Responding to an Image

This image from the public service campaign of FEMA, the Federal Emergency Management Agency, proposes a solution to a problem that affects hundreds of thousands of Americans every year. What is the problem that the image identifies? Why is the problem presented as it is? How might the presentation help viewers understand the problem? What solution does the image suggest or imply? For FEMA’s proposals, visit fema.gov. Look for advice that might apply to you — preparing for many stages (before, during, after) of many disasters (floods, hurricanes, earthquakes, fires) with citizen action plans (for community responders, families, individuals, pet owners, and students who want to sign up for emergency training).

Sometimes when you learn of a problem such as the destruction caused by a natural disaster, homelessness, or famine, you say to yourself, “Something should be done about that.” You can do something constructive yourself — through the powerful and persuasive activity of writing.

Your purpose in such writing, as political leaders and advertisers well know, is to rouse your audience to action. Even in your daily life at college, you can write a letter to your college newspaper or to someone in authority and try to stir your readers to so something. Does some college policy irk you? Would you urge students to attend a rally for a cause or a charity?

The uses of such writing go far beyond these immediate applications. In Chapter 9, you took a stand and backed it up with evidence. Now go a step further, writing a proposal — a recommendation for taking action. If, for instance, you have made the claim “Our national parks are in sorry condition,” you might urge readers to act — to write to their representatives in Congress or to visit a national park and pick up trash. This paper would be a call to immediate action on the part of your readers. On the other hand, you might suggest that the Department of the Interior be given a budget increase to hire more park rangers, purchase additional park land to accommodate more visitors, and buy more cleanup equipment. You might also suggest that the department raise funds through sales of park DVDs, which might, in turn, attract more visitors. This second paper would attempt to forge a consensus about what needs to be done.

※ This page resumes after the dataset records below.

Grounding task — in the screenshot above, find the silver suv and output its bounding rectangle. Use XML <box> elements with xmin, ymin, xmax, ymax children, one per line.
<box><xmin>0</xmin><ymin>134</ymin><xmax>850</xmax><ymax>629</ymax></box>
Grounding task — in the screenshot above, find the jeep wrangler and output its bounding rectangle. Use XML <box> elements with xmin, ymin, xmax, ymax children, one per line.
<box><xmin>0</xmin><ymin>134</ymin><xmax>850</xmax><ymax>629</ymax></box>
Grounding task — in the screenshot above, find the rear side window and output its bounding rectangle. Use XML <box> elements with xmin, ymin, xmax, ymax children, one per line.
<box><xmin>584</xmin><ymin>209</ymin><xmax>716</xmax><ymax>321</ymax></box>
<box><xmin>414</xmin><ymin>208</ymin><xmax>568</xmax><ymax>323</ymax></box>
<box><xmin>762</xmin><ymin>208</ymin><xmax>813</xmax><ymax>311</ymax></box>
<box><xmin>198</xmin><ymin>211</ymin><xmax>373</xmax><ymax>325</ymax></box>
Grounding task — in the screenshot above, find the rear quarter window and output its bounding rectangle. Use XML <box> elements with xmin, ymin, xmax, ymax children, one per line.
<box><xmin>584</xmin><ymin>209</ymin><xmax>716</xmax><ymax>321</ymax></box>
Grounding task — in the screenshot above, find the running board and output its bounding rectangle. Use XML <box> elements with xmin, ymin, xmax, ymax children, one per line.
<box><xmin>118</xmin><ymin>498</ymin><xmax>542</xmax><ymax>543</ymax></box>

Why Proposing a Solution Matters

In a College Course

  • You identify a problem and propose a solution, tackling issues such as sealed adoption records, rising costs of prescriptions, overcrowded prisons, and hungry children whose families cannot afford both food and housing.
  • You propose a field research study, explaining and justifying your purposes and methods, in order to gain faculty and institutional approval for your capstone project.

In the Workplace

  • You propose developing services for a new market to avoid layoffs during an economic downturn.

In Your Community

  • You propose starting a tutoring program at the library for the many adults in your region with limited literacy skills.

image What solutions have you proposed? What others might you propose? What situations have encouraged you to write proposals?